4/10
Leftie Social Comedy---50 shades too political
14 August 2014
Warning: Spoilers
Leftie social comedy.

Are there any French movie directors that aren't left of Che Guevara? This leftie social comedy was entertaining to me because I liked the bad guys--the British Hedge fund founder was priceless.

Although well filmed and watchable--the leftie political stuff comes at you like a non stop jack hammer and mostly ruins it. It is the story of driven greedy financiers and the out of luck (all good of course) workers of companies closed by these ruthless villains.

The working class is represented by Karin Viard playing France LeRoi * (The King) and the hedge fund types by Gilles Lellouche as Steve Delarue * (literally from the street). France is thrown out of work and attempts suicide when her company is taken over and looted by the financiers including Delarue.

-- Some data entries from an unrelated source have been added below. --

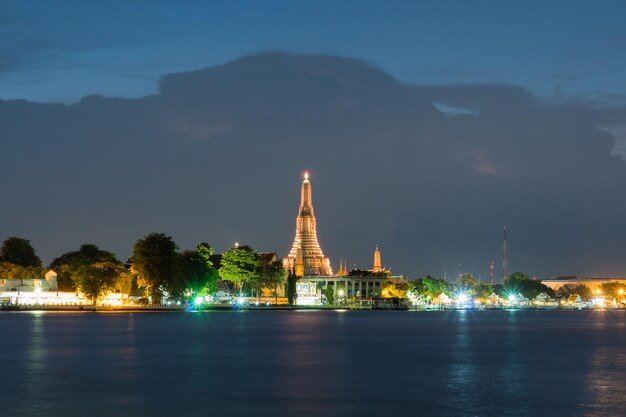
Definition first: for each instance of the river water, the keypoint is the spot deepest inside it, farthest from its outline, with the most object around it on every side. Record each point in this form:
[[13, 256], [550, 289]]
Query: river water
[[322, 363]]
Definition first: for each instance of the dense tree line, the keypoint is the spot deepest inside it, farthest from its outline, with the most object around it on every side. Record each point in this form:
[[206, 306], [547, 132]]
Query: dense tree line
[[518, 284], [157, 269]]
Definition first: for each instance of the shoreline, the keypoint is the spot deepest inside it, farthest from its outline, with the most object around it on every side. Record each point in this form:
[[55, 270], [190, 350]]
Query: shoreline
[[162, 309]]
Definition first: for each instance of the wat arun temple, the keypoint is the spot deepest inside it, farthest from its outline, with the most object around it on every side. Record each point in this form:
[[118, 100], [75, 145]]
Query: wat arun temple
[[306, 257]]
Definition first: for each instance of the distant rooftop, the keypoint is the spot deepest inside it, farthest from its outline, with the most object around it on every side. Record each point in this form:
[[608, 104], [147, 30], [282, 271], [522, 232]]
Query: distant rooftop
[[583, 279]]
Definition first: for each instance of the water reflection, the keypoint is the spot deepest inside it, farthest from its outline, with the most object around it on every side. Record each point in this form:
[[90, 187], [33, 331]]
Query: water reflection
[[35, 379], [318, 363], [606, 391]]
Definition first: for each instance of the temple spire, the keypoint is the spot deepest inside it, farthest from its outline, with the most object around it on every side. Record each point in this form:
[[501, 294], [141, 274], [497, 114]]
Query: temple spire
[[306, 255], [377, 264]]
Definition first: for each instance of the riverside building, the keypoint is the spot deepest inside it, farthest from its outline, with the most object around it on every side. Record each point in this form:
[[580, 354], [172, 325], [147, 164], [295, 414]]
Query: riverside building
[[315, 275]]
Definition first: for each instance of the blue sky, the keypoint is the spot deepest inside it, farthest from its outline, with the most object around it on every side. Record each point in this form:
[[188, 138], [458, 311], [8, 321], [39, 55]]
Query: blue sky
[[63, 50]]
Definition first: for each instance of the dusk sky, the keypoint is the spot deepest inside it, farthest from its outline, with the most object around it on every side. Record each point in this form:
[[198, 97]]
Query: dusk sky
[[426, 127]]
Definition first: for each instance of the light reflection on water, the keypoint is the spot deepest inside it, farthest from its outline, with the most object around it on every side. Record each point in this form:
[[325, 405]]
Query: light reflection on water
[[463, 363]]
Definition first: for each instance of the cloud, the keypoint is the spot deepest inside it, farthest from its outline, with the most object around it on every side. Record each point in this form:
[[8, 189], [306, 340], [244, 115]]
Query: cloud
[[216, 156]]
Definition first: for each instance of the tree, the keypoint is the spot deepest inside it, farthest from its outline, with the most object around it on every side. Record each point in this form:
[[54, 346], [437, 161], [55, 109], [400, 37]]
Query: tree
[[519, 283], [292, 280], [416, 291], [614, 289], [155, 261], [435, 286], [272, 276], [483, 290], [196, 271], [465, 284], [9, 270], [582, 290], [19, 251], [240, 265], [329, 293], [96, 279], [391, 290], [125, 282], [66, 265]]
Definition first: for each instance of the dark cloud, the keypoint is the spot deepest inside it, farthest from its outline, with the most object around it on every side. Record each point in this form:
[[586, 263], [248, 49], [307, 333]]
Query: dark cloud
[[217, 156]]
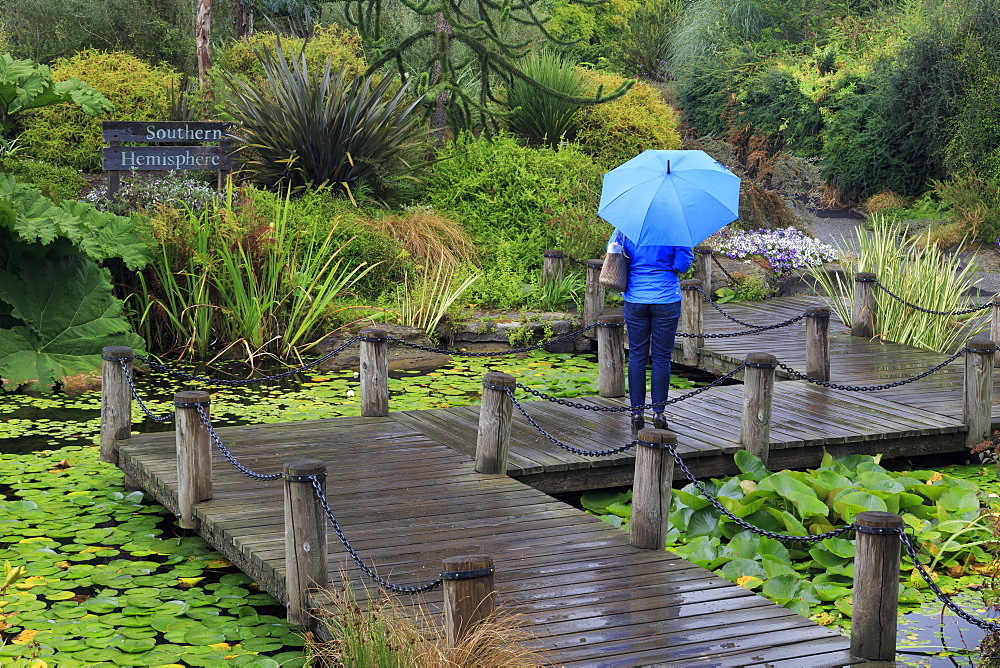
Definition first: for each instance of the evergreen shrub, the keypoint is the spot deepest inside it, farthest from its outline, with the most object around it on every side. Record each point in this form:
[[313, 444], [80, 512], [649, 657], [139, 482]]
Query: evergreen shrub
[[64, 135], [616, 131], [532, 199]]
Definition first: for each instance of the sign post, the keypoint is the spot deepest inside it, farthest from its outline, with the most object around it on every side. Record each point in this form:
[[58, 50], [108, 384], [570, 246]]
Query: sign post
[[117, 158]]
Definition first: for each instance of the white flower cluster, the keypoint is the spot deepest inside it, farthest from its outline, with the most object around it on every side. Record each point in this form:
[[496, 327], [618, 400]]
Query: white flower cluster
[[784, 249]]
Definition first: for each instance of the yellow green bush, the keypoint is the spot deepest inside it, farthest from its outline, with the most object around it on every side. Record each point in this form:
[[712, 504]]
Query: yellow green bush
[[64, 135], [615, 131]]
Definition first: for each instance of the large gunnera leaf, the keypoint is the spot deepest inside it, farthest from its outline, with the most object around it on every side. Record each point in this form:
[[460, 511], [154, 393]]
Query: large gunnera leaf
[[63, 314]]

She gets herself together and lands a job as a house keeper for Delarue. He eventually beds her and she overhears him bragging about it on the phone--angry and hurt (they have fallen for each other) she kidnaps his son and forces him to come pick him up and see the human damage his financial deals cause.

In the end the workers attack the police who have arrested France and take after Delarue to lynch him.

Even though a comedy this movie is 50 shades too political to really enjoy unless you do what I did and cheer on the villains. For this reason it got a 4.